Eleven years after its construction, Rubb returned to Gateshead Council’s salt storage facility to catch up with Interim Street Scene Director, Philip Hindmarsh. 

The structure itself is a custom designed salt barn, sitting on top of a 3m high concrete supporting wall. The salt storage structure measures 30m wide x 30m long, with a tapered leg height of 5m. The overall height of the storage facility is 13m.

We sat down with Mr Hindmarsh to hear how his Rubb structure has served the borough over the years.

How has the building performed over its eleven-year history?

It has performed well. There have been some repairs, the only maintenance we have had over the 11 years. The building faces the prevailing wind and has stood up to the corrosive environment over time to protect the salt.

What has it been used for?

Storage of salt. We usually buy in around 5,000 tonnes of salt per year, which means this building has stored around 55,000 tonnes over its lifetime. This facility supports the rural areas in the west of Gateshead, some of which are on higher ground. In the winter months we run a permanent night shift. If the weather is bad, then the gritters will be on the roads 24/7, with minimum downtime. Of 600 miles of road, we grit around 323 primary and secondary roads to keep everything moving.

How often is the building used?

24/7, all year round. We bring the salt in over the summer. In February and March of 2017 our salt supplies were really hammered, and we used a large proportion of our stock. In 2010 we used the full 20,000 tonnes and had to purchase more from Peru. Many councils now take part in the government’s salt sharing scheme.

As clients, what would you say are the benefits of such a structure?

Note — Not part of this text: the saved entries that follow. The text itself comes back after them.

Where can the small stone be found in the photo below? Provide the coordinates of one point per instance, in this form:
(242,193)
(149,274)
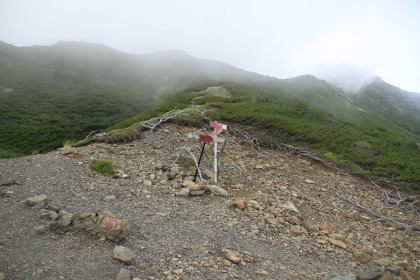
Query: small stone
(395,269)
(179,271)
(192,186)
(296,229)
(232,256)
(39,199)
(344,277)
(405,275)
(337,243)
(66,219)
(39,230)
(218,190)
(184,192)
(124,255)
(248,258)
(325,227)
(147,183)
(370,274)
(337,236)
(238,204)
(197,192)
(124,274)
(208,174)
(308,226)
(226,262)
(6,179)
(110,198)
(49,214)
(362,256)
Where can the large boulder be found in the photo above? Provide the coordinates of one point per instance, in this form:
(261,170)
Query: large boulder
(103,224)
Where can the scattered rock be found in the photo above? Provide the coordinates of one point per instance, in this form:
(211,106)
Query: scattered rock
(124,274)
(147,183)
(238,204)
(197,192)
(344,277)
(218,190)
(192,186)
(362,256)
(394,269)
(405,275)
(6,179)
(179,271)
(36,200)
(110,198)
(232,256)
(184,192)
(104,224)
(325,228)
(337,243)
(39,230)
(370,274)
(48,214)
(124,255)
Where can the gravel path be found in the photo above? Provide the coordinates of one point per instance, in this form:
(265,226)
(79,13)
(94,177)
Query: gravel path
(177,237)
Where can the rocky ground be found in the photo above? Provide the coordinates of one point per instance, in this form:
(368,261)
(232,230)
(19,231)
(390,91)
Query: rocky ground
(286,217)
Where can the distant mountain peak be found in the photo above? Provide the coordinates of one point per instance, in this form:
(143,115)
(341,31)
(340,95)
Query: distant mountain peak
(347,77)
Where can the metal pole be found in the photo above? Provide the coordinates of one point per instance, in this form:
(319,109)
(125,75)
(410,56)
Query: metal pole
(198,164)
(215,162)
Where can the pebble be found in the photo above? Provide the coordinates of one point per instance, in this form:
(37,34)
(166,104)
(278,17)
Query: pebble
(123,274)
(124,255)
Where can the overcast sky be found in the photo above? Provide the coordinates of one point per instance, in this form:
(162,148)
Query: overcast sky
(271,37)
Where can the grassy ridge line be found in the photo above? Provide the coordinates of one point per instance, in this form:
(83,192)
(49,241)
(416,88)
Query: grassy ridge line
(373,146)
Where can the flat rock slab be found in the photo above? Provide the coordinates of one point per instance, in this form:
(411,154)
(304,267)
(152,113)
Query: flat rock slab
(35,200)
(124,255)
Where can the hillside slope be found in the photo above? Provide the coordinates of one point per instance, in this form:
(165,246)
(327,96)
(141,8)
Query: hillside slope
(294,221)
(52,94)
(373,146)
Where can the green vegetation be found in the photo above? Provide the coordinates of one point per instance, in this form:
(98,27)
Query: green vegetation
(104,167)
(58,94)
(364,146)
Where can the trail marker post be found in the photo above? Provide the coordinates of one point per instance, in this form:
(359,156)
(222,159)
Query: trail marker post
(213,137)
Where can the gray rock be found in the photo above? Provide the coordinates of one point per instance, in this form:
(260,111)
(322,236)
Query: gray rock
(197,192)
(124,274)
(218,190)
(49,214)
(110,198)
(66,219)
(370,274)
(39,230)
(395,269)
(344,277)
(184,192)
(6,179)
(35,200)
(124,255)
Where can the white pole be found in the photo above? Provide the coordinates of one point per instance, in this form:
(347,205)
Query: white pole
(215,162)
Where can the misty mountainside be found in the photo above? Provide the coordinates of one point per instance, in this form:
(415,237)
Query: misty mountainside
(50,94)
(63,92)
(273,119)
(371,94)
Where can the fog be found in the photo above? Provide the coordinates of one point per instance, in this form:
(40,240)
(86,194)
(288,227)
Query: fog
(275,38)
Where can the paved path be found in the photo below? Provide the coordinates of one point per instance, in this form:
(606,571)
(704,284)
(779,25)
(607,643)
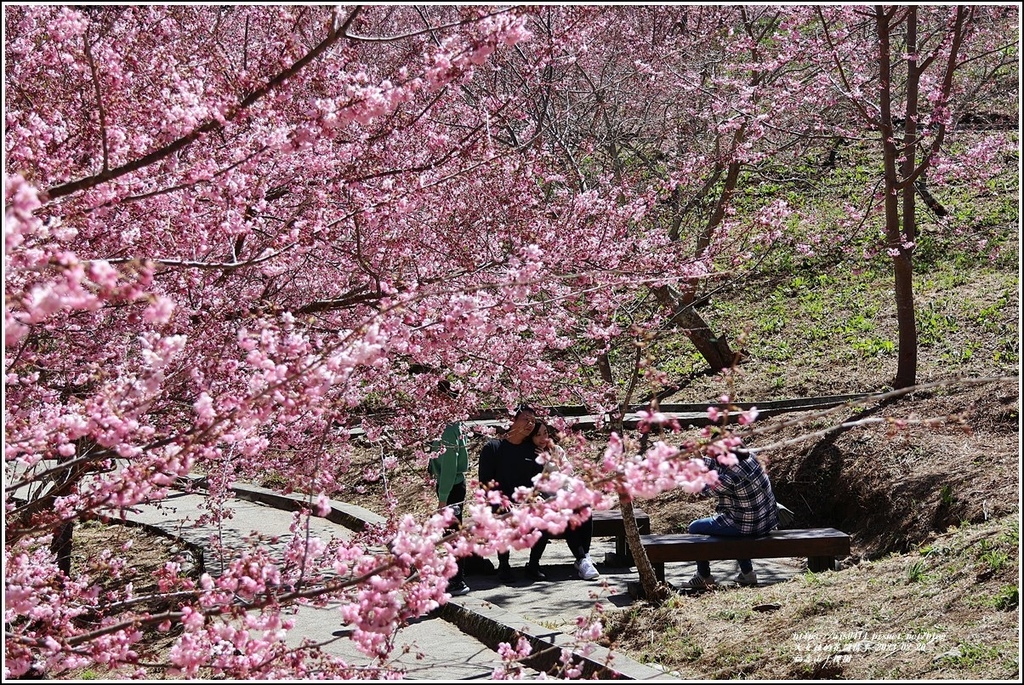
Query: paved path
(458,641)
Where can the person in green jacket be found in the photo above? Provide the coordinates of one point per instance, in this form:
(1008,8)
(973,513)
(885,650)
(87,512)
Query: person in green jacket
(449,470)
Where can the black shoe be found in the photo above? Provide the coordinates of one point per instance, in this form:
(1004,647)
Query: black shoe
(535,573)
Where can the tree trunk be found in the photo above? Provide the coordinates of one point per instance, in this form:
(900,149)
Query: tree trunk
(654,591)
(906,371)
(715,349)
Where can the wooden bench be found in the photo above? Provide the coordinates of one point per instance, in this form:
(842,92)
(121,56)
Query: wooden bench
(608,523)
(820,546)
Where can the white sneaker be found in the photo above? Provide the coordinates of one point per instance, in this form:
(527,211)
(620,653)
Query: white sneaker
(699,582)
(586,568)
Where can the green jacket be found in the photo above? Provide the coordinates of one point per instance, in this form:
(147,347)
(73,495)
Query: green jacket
(451,465)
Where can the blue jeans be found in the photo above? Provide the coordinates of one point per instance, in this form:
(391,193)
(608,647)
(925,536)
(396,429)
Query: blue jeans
(713,525)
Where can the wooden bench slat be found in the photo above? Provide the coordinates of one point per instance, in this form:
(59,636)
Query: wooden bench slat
(608,523)
(790,543)
(820,546)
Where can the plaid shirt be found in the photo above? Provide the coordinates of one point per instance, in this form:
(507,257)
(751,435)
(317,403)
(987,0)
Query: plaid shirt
(745,500)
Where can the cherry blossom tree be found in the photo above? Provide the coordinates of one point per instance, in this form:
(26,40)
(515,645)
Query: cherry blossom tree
(229,233)
(910,74)
(233,233)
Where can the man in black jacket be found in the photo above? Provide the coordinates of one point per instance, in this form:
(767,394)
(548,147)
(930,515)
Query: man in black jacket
(509,463)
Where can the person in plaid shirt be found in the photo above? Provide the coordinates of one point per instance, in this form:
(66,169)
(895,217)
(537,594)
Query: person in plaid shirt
(745,507)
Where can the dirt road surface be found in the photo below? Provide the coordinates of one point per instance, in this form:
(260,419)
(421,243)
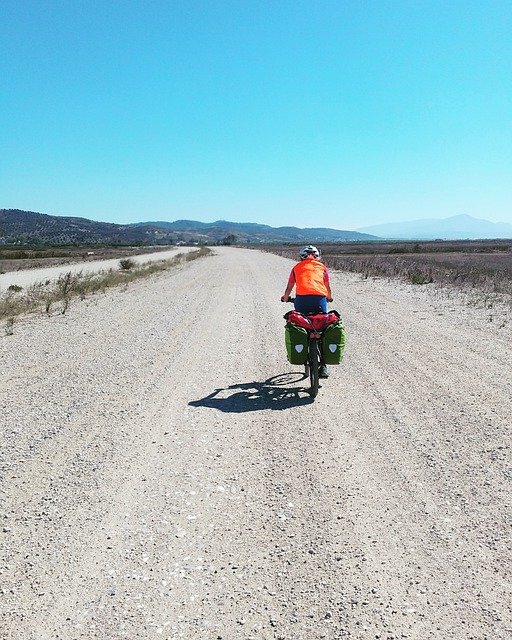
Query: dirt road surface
(166,475)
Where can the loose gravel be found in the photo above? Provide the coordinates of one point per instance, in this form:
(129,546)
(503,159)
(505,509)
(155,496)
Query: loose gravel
(165,473)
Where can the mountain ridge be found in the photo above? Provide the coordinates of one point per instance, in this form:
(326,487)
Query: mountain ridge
(29,227)
(459,227)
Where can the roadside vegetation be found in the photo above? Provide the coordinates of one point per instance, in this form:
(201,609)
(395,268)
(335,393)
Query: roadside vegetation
(55,296)
(482,266)
(14,258)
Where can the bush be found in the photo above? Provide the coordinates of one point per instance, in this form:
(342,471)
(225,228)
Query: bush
(126,264)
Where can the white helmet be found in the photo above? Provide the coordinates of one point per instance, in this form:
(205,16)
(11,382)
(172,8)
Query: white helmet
(309,250)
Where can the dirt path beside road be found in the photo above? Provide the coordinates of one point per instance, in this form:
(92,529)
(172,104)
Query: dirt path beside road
(166,475)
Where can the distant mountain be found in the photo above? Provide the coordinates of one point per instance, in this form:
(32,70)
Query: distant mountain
(461,227)
(253,232)
(29,227)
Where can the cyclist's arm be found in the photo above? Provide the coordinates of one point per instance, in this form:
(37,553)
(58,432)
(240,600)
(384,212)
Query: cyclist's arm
(289,287)
(328,284)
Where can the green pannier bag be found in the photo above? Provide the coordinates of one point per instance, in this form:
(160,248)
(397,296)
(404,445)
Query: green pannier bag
(296,339)
(333,343)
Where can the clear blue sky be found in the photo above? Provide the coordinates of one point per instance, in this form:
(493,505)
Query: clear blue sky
(319,113)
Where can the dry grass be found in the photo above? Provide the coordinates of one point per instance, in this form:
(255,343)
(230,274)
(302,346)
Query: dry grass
(478,266)
(55,296)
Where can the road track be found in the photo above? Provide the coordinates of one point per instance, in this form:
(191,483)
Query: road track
(166,475)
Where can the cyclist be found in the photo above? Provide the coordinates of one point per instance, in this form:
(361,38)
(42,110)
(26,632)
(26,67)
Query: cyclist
(311,281)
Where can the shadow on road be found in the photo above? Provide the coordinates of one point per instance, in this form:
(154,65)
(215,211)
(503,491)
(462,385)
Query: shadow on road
(274,393)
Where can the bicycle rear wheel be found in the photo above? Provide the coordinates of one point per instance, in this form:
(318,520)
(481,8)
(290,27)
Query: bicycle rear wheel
(314,366)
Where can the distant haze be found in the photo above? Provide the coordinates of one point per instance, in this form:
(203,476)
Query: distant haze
(462,227)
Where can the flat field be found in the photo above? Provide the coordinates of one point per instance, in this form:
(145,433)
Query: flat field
(482,265)
(20,258)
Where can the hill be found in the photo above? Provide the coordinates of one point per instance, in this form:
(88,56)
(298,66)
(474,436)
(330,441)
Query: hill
(461,227)
(30,228)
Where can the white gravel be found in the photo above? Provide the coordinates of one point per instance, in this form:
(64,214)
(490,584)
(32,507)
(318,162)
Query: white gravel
(27,277)
(165,474)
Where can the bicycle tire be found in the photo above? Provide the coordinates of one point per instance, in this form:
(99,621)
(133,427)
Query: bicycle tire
(314,366)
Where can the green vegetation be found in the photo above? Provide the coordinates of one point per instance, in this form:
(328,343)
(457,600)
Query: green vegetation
(478,265)
(126,264)
(57,295)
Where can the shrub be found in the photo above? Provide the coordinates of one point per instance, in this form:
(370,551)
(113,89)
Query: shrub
(126,264)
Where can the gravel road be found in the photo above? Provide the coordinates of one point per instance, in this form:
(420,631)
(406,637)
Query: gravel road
(27,277)
(165,474)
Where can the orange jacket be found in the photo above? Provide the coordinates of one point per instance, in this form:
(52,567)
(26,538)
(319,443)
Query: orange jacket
(310,277)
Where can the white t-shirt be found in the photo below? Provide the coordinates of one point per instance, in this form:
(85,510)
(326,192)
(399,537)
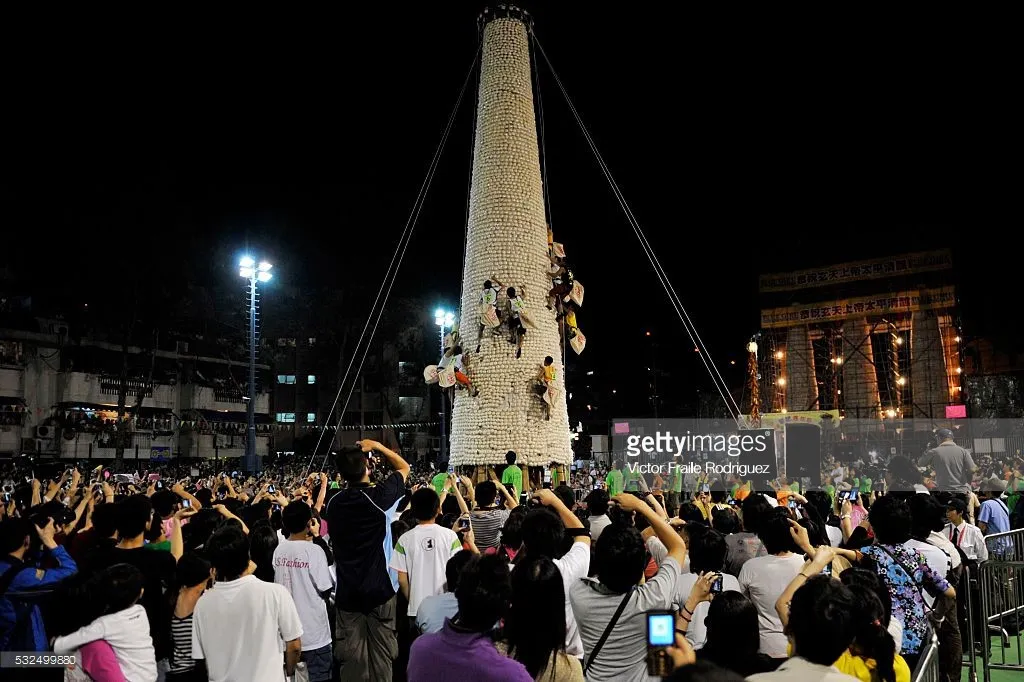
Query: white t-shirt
(128,634)
(240,628)
(696,633)
(936,559)
(763,580)
(423,554)
(300,566)
(573,565)
(622,658)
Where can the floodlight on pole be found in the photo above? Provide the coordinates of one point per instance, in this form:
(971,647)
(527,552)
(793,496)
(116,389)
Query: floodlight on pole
(255,273)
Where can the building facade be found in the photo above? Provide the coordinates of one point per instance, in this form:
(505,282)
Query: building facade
(58,398)
(876,339)
(389,399)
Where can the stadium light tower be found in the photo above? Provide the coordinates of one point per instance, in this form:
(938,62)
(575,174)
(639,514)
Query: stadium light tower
(444,320)
(255,273)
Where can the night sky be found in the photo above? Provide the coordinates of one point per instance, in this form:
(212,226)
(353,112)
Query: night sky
(155,158)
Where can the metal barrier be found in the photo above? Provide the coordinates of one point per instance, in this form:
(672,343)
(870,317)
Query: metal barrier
(1000,582)
(965,595)
(928,665)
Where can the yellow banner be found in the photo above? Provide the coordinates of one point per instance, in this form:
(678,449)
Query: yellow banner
(882,304)
(876,268)
(776,420)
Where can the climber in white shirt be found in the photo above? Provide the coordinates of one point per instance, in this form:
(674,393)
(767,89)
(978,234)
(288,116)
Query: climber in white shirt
(489,316)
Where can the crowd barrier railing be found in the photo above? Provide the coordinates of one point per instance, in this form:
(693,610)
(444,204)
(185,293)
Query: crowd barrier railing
(1000,584)
(966,592)
(928,665)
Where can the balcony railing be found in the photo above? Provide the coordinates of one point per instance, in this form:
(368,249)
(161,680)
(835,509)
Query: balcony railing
(112,386)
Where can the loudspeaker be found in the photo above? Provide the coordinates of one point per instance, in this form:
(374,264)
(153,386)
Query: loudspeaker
(803,452)
(845,452)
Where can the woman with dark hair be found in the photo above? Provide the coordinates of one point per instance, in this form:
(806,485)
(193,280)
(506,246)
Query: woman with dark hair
(192,577)
(904,571)
(872,655)
(262,543)
(733,636)
(868,580)
(535,627)
(511,539)
(110,605)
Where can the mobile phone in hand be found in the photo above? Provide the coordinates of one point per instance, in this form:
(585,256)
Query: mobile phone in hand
(660,635)
(716,585)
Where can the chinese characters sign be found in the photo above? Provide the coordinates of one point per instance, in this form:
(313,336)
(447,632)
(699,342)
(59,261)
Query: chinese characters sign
(882,304)
(865,269)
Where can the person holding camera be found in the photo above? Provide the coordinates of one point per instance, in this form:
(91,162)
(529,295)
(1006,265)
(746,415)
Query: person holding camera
(20,616)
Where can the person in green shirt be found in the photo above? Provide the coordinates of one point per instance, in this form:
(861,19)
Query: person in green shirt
(632,480)
(512,476)
(829,488)
(556,475)
(438,481)
(614,480)
(675,487)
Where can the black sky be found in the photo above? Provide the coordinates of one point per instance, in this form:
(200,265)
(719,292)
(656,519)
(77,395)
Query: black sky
(152,150)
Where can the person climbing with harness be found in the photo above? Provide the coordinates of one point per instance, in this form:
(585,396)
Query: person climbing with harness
(518,320)
(489,316)
(561,280)
(545,382)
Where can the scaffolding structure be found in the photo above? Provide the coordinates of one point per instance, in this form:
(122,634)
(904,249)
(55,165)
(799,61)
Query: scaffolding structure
(893,367)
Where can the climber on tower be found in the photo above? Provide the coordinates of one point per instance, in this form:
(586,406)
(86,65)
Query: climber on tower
(545,381)
(518,320)
(561,281)
(489,316)
(461,363)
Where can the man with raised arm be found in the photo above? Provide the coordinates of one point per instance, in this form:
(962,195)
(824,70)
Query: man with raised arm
(360,517)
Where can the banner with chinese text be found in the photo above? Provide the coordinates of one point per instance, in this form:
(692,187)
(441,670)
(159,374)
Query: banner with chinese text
(864,269)
(882,304)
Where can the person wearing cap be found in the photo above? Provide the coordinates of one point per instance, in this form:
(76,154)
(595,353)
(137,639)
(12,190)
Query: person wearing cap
(968,538)
(952,465)
(994,515)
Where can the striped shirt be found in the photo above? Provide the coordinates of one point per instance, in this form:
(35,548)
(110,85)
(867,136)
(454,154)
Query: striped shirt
(181,661)
(487,526)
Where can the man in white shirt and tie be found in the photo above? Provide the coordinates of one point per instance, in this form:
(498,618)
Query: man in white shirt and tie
(963,535)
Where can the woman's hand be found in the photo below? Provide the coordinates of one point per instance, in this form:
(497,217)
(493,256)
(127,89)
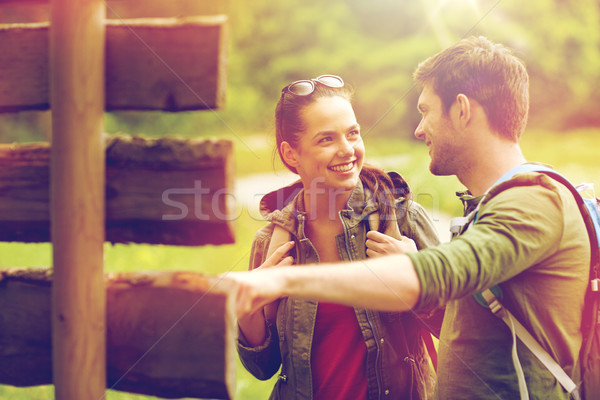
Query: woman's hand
(252,322)
(380,244)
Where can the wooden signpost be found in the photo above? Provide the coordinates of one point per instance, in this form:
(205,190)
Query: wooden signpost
(84,189)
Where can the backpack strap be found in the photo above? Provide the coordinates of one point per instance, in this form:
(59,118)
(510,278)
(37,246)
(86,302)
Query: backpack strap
(279,237)
(517,329)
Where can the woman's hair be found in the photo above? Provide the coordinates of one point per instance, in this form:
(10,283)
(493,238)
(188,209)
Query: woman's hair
(290,125)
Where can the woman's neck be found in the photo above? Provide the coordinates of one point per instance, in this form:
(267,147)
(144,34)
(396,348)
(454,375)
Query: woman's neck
(325,203)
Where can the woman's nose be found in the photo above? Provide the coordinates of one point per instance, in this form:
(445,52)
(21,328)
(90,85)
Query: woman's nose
(345,148)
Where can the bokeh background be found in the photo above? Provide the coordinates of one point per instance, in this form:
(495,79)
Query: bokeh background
(375,46)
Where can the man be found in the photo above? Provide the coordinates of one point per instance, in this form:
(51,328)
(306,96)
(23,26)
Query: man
(529,239)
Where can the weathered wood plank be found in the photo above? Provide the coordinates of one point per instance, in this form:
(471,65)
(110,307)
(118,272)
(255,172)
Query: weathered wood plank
(169,334)
(170,64)
(161,191)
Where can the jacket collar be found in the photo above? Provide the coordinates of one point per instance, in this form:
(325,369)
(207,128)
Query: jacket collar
(284,205)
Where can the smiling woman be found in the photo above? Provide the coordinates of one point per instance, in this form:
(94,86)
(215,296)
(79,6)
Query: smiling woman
(325,216)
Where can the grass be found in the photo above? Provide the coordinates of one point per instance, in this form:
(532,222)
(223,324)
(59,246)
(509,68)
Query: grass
(574,153)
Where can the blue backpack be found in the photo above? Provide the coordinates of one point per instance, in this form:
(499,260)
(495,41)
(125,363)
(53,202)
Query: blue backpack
(589,355)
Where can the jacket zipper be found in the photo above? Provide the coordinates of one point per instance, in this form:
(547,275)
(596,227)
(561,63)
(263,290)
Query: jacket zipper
(366,312)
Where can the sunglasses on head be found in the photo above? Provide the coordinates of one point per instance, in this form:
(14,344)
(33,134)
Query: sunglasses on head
(307,86)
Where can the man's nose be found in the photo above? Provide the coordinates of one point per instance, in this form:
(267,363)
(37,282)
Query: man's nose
(419,132)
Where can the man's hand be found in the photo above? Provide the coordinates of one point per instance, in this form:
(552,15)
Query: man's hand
(379,244)
(260,287)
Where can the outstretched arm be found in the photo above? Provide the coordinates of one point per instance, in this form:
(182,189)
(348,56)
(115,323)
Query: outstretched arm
(387,283)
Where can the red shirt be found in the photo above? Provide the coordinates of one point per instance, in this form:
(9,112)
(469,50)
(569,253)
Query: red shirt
(339,355)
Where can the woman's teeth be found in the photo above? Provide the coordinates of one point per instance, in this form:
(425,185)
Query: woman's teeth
(343,167)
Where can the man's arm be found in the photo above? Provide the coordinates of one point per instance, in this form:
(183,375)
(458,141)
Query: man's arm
(387,283)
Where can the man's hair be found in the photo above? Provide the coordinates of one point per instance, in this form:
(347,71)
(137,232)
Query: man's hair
(486,72)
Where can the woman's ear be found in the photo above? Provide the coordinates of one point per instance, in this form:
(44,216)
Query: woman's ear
(464,109)
(289,155)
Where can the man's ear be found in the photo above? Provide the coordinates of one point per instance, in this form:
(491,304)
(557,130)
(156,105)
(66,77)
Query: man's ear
(464,109)
(289,154)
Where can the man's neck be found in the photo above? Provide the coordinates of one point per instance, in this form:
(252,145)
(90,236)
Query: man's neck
(487,167)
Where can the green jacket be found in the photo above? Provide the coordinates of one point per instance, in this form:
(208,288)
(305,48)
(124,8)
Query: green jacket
(530,240)
(398,364)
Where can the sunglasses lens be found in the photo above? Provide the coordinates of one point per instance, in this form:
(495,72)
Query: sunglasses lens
(301,88)
(332,81)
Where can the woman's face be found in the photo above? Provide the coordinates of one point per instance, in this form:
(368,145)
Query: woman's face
(330,152)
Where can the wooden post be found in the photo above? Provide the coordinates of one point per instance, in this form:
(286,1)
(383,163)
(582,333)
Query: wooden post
(77,40)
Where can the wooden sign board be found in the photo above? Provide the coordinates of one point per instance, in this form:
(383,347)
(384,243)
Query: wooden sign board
(169,334)
(169,64)
(160,191)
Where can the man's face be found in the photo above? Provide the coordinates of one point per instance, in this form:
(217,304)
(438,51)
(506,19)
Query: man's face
(445,142)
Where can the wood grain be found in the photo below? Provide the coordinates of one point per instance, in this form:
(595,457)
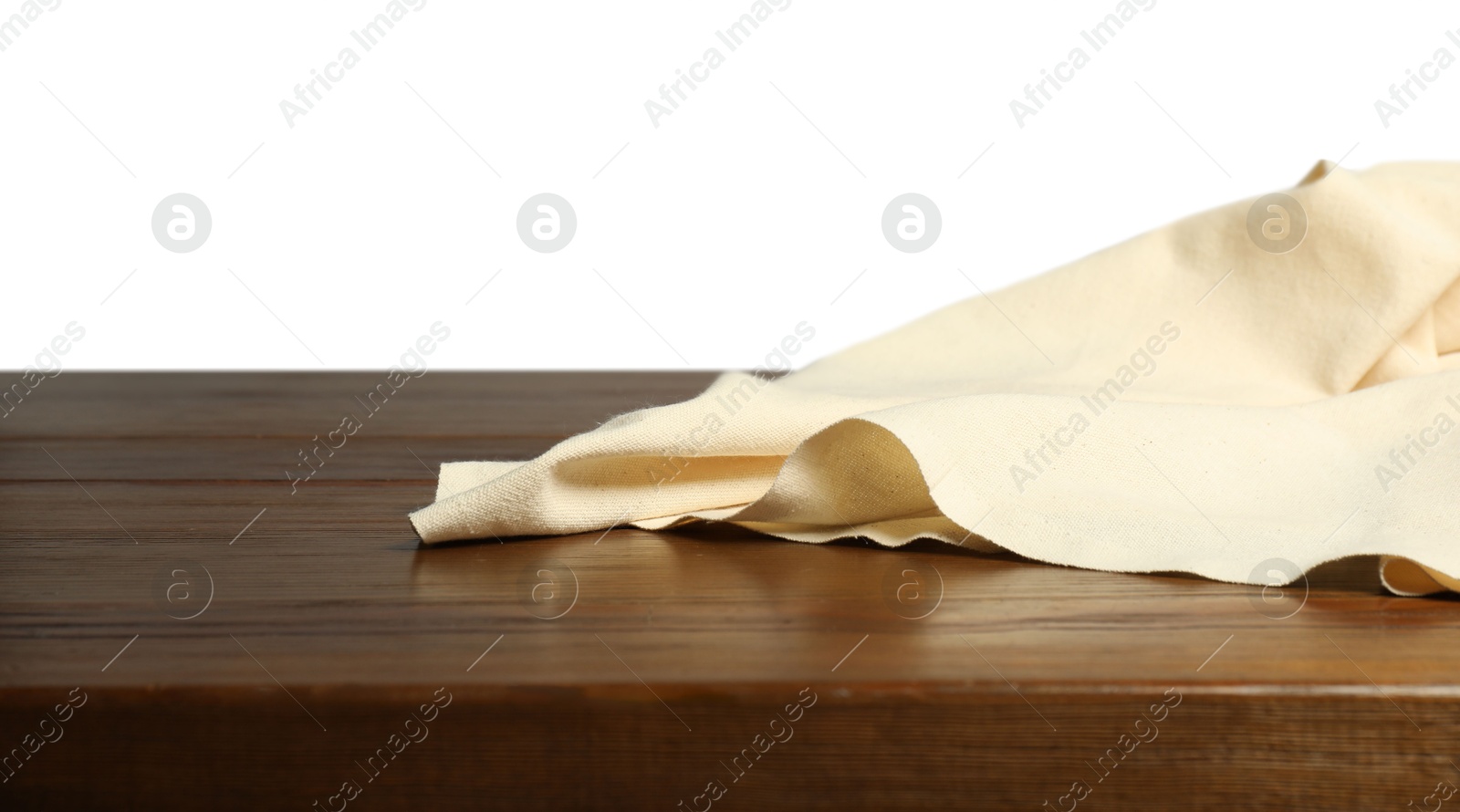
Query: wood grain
(995,682)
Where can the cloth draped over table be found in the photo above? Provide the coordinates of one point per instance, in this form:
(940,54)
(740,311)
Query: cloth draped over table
(1187,401)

It protects the salt from the elements. When salt gets wet it doesn’t perform as well. It forms into clumps and can cause problems with the gritters by clogging the treadmill. It is more cost effective to have dry salt as it can be distributed more effectively and efficiently. 

What are the main needs or challenges that the salt barn has helped the council meet or solve?

The quality of the salt is better and that is why we are looking at another salt shed for our other salt pile. It is very difficult to cover the salt and protect it from the elements outside, so a salt barn is a much better solution. It also provides a better working environment for staff and the drivers when loading up the gritters.

How would you rate the overall performance of your Rubb building to date?

It’s great; it’s done its job. It has stood the test of time for 11 years with minimal repairs. It has performed well, despite facing the prevailing wind.

What does the future hold for Gateshead Council and future winter planning?

We will continue to bring the salt in over the summer so it’s ready for the winter. We will be investing in an additional salt barn in the future. We work closely with a meteorology company to help us make more accurate seasonal predictions. We currently have a five-day weather forecast which flags up any significant weather to help us plan ahead, and we have a more accurate three day forecast to help inform decisions. We will continue to have staff working closely with the weather forecasters and people working through the night in winter. This means that we can get out and get those roads gritted when needed.

As Mr Hindmarsh looks to the future of winter planning, we do too. Rubb recently produced a concept VR tour of a 15,000 tonne salt storage facility to help customers better visualise the potential of a Rubb structure.